Median Arcuate Ligament Syndrome (MALS)
Most Likely Diagnosis
This clinical presentation—a thin young female with chronic postprandial epigastric pain, nausea, early satiety, unintentional weight loss, and an epigastric bruit that increases on expiration—is pathognomonic for Median Arcuate Ligament Syndrome (MALS). 1, 2
Clinical Presentation and Diagnostic Features
The classic triad of MALS consists of:
- Postprandial abdominal pain occurring 15-30 minutes after eating, present in nearly 100% of symptomatic patients 3
- Fear of eating (sitophobia) developing as a learned response to avoid pain, despite preserved appetite 3
- Progressive unintentional weight loss due to reduced oral intake from pain avoidance, not malabsorption 3
Additional key diagnostic features include:
- Epigastric bruit that worsens on expiration is highly characteristic, as expiration causes the diaphragm to descend and increases compression of the celiac artery 4
- Young, thin females are the most commonly affected demographic 5
- Early satiety and nausea are frequently present 1, 2
Diagnostic Workup
CT angiography (CTA) is the initial imaging modality of choice, with sensitivity and specificity of 95-100% 2. Look for:
- Proximal narrowing of the celiac artery in a "J-shaped" configuration 1
- Dynamic compression that worsens on expiration 1, 4
Mesenteric angiography with lateral projection during both inspiration and expiration is the diagnostic gold standard, demonstrating dynamic worsening of stenosis on expiration and relief on inspiration 1, 4. This respiratory variation is pathognomonic for MALS 4.
Duplex ultrasound can be used as an alternative screening tool, with peak systolic velocity cutoffs of 240 cm/s indicating ≥70% celiac artery stenosis 2.
Critical Diagnostic Pitfall
Celiac artery compression is present in approximately 20% of the normal population and does not always cause symptoms 1, 2. MALS remains a diagnosis of exclusion—extensive workup to rule out other gastrointestinal, cardiovascular, and musculoskeletal causes must be completed first 6, 7.
Optimal Management Algorithm
First-Line Treatment
Surgical release of the median arcuate ligament is the definitive first-line treatment for MALS, with symptomatic relief achieved in 84.6% of patients 1, 5. The laparoscopic approach is safe and effective with low morbidity 5.

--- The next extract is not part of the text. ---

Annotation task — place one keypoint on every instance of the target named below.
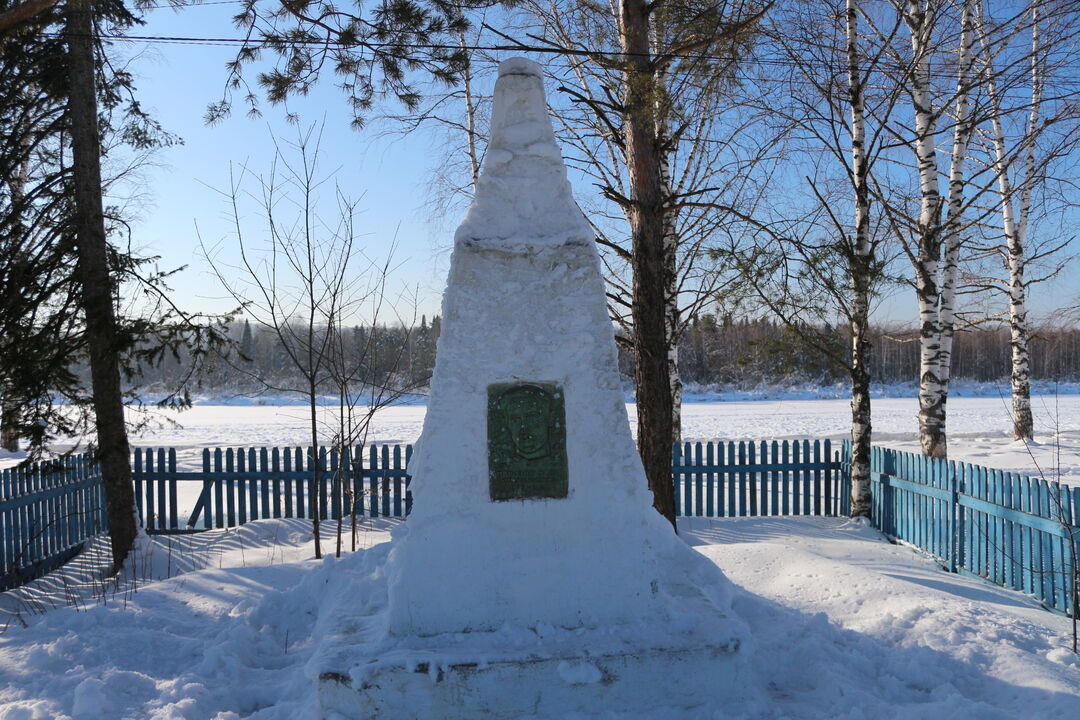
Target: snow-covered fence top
(48, 511)
(1012, 530)
(238, 485)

The surgical procedure should include:
- Laparoscopic division of the median arcuate ligament to decompress the celiac artery 5, 6
- Celiac plexus neurolysis to address the neurogenic component of pain 4
When to Add Revascularization
Additional revascularization should be considered if residual stenosis of the celiac artery is greater than 30% after ligament release 1. Options include:
What NOT to Do
Endovascular stent placement alone (without surgical ligament release) is contraindicated due to persistent extrinsic compression, chronic vessel wall changes, and high risk of stent fracture or migration 1. One study confirmed that a patient who received postoperative celiac stent placement alone remained symptomatic 5.

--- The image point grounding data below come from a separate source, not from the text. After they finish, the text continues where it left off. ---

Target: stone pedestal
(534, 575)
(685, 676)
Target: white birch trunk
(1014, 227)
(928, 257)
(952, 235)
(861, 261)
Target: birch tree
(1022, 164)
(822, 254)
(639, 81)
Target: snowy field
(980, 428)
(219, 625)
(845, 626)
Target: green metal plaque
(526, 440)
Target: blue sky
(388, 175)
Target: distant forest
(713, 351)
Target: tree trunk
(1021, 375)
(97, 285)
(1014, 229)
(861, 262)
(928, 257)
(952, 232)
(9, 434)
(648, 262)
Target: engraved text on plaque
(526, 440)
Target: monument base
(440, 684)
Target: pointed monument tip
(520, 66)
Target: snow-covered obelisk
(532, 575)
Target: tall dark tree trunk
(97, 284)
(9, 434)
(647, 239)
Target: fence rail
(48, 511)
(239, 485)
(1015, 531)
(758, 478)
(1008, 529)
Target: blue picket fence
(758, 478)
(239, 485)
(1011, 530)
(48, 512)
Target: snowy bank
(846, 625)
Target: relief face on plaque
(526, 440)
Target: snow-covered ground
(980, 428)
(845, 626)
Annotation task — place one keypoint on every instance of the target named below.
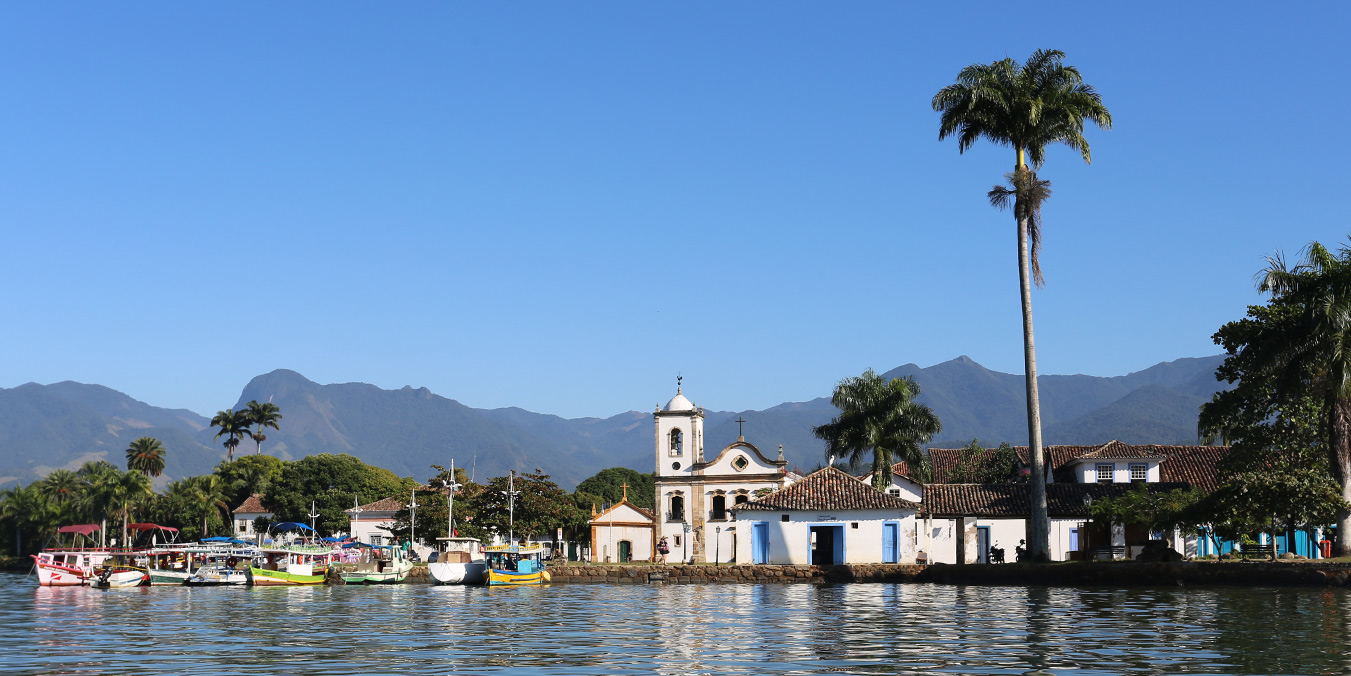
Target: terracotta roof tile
(389, 504)
(828, 488)
(1062, 500)
(251, 506)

Systemic anticoagulation alone has limited data and should not be used as sole therapy 1.
Predictors of Surgical Success
The following factors predict successful outcomes after surgical intervention:
- Postprandial pain pattern: 81% cure rate 1
- Age 40-60 years: 77% cure rate 1
- Weight loss ≥20 pounds: 67% cure rate 1
Important Caveat
Patients with atherosclerotic cardiovascular risk factors have poorer outcomes—in one series, 67% of nonresponders had cardiovascular risk factors versus only 27.3% of responders 5. This suggests that MALS symptoms are not primarily related to vascular compromise but rather to neurogenic pain from celiac plexus compression 5.
Role of Diagnostic Celiac Plexus Block
For patients with atypical presentations, preoperative diagnostic celiac plexus block using local anesthetic can predict surgical success 5. In one study, 4 of 5 patients who reported symptom relief after diagnostic block also experienced postoperative symptom relief 5, 6.

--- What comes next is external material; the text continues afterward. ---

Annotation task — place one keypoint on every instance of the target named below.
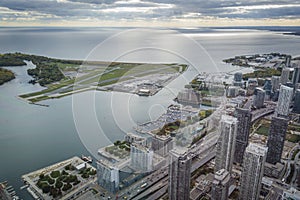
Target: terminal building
(189, 97)
(252, 173)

Initial Conservative Management
Before proceeding to surgery, supportive treatment with analgesics and continued diagnostic evaluation for alternate causes of abdominal pain are reasonable first steps 1. However, given this patient's classic presentation with all diagnostic features present, surgical consultation should not be delayed.
Follow-Up Considerations
Postoperative duplex ultrasound of the celiac axis should be performed to confirm decompression 5. However, symptomatic relief can occur even with residual stenosis or occlusion on imaging—in one series, 5 patients with residual celiac stenosis and 1 with occlusion reported complete symptom resolution 5. This reinforces that the neurogenic component, not vascular insufficiency, drives symptoms in most cases.